Bugün bilim, deneysel bilim…
Kantlarmış bulunmaktadır, silahlar bile…
Çağdaş birçok silahın temeli, tee eskilere dayanmaktadır. Yöntemler değişti, üretim şekilleri…
Ve yine…
Bugünün insani için internet neyse, eski insan için Johannes Gutenberg’in icadı da oydu…
Bilirsiniz…
Özdeyişlerimizdendir…
Tarih, tekerrürden ibarettir…
Moda bile, giyim – kuşam, döner dolaşır geri gelir. Konumuz insan, konumuz toplum, konumuz devlet, konumuz yönetim ve şekilleri. Sadece…
Yöntemler değişir!

Arıtılır, damıtılır, sadeleştirilir, geliştirilir…
İnsan zihinim en son meydana getirdiği yöntemler ve bilgiler eşliğinde…
Yöntemler çağa, zamana uydurulur…
Zamane zevkine diyelim.

Haliyle tespitiniz doğrudur, çağdaş deyim ile Outsourcing…
Ulus devletler…
Homojen veya heterojen ayrıştırılacak, ayrılacak ki yeni pazarlar doğsun…
Oyuna gelen, tuzağa düşen bedelini elbette ödeyecek…
Olan…
İnsana oluyor, olan evlatlara oluyor.

Ebedi bir devridaimdir…
Süregelir, sürüyor, süregelecektir…
Hiç unutmam hem amirim hem yakın dostum olan insanın dediğini:

“Önder, wenn das Futter knapp wird zerfleischen sich die Wölfe”
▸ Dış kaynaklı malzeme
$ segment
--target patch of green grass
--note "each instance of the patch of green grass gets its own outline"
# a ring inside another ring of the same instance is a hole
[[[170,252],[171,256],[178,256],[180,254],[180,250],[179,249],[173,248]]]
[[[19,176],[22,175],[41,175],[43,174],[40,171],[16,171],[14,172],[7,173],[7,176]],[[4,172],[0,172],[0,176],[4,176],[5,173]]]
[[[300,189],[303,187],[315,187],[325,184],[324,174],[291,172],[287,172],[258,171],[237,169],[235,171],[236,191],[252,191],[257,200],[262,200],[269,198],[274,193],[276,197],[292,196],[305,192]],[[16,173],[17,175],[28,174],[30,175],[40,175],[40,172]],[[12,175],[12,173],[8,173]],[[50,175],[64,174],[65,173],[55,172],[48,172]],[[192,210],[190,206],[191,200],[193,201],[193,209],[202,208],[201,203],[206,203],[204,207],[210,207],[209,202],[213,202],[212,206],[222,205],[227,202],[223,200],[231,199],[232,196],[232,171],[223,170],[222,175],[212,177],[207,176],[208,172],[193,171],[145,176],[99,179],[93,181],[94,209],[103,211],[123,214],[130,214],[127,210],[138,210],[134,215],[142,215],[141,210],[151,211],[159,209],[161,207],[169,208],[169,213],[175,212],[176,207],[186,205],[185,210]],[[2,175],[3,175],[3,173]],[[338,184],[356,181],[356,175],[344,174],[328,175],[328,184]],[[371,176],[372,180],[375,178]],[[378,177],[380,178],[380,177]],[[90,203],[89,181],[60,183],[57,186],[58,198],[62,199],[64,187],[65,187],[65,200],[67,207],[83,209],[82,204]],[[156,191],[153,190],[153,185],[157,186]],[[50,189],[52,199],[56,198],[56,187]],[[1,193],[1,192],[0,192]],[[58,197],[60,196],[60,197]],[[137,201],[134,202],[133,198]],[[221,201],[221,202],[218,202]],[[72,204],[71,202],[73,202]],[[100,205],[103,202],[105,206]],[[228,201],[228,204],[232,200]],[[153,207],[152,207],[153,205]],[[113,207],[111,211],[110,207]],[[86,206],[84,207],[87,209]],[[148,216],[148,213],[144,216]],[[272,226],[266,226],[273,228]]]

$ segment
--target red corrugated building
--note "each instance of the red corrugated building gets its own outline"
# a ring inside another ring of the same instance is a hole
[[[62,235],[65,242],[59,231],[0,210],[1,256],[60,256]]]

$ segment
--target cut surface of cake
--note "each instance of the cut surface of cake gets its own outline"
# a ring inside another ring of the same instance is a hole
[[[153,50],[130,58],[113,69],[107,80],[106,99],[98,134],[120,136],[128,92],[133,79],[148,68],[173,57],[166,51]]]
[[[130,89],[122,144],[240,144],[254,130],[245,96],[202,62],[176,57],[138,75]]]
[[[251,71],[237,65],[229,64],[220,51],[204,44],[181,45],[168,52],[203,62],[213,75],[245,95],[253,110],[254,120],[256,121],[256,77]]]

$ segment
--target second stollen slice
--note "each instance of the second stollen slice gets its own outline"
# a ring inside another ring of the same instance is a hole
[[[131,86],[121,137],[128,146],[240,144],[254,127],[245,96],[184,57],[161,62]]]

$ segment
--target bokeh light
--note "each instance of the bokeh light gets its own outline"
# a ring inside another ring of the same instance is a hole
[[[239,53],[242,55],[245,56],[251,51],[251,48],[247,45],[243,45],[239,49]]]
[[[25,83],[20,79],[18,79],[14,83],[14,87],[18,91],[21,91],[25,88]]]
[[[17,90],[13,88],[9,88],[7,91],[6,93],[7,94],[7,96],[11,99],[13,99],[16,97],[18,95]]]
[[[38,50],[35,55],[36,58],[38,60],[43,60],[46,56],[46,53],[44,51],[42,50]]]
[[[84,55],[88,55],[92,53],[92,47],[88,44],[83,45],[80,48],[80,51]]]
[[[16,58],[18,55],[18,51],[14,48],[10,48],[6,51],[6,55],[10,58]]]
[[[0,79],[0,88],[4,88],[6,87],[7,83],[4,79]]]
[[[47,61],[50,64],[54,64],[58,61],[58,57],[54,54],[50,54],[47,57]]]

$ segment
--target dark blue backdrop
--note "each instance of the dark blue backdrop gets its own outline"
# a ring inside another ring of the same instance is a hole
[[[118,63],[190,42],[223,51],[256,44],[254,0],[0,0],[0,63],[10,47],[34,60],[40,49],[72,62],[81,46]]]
Yem, yiyecek azaldığında kurtlar birbirini yer(!)

Geçenlerde de yazmıştım…
Bankalar AMA özellikle sigortalar senaryo üretiyor…
Salgın hastalıklar, savaşlar ve benzeri senaryolar, isteyen arayıp okusun…
Hiçbir şey değişmedi, yeni icat edilmedi…
İhtiyaç fazlası var…
Vasıfsız insanlar, kendini yenileyemeyen, insan tarafından tüketilenler artmakta…
Yeni pazarlar, yeni ihtiyaçlar yaratılmalı ki kurulu düzen devam etsin.

ANCAK…

İçgüdüleri, temel ihtiyaçları, birçok kötü alışkanlık ve hadi…
Yine böyle demiş olalım kimi dürtüleri ile değişmeyen insan…
Eskiden de böyleydi, hala böyle ve gelecekte de böyle olacağına dair inancımı korumaktayım, insan değişmedi, değişmeyecek.

Değişen…
Talepleri, gereksinimleri ki soyut bir gereksinimdir, somut değil, sanal…
Sanal avrat gibi, suni yaratılan ihtiyaçlar, temelden, kökten yoksun bilgi ile beslenen yeni tip zavallı yaratıklar. Bilmem takip ediyor musunuz suni döllenmeyi, genetiği >>> istek ve ihtiyaca göre <<< yaratılacak “yeni” canlıları, az kaldı(!)

Bizler geldik gidiyoruz ama…
Allah evlatlarımızın yardımcısı olsun. Hırs, açgözlülük ki bu bile insanda eski bir alışkanlık…
Doyumsuzluk…
Artık, ultra, süper doyumsuzluk revaçta!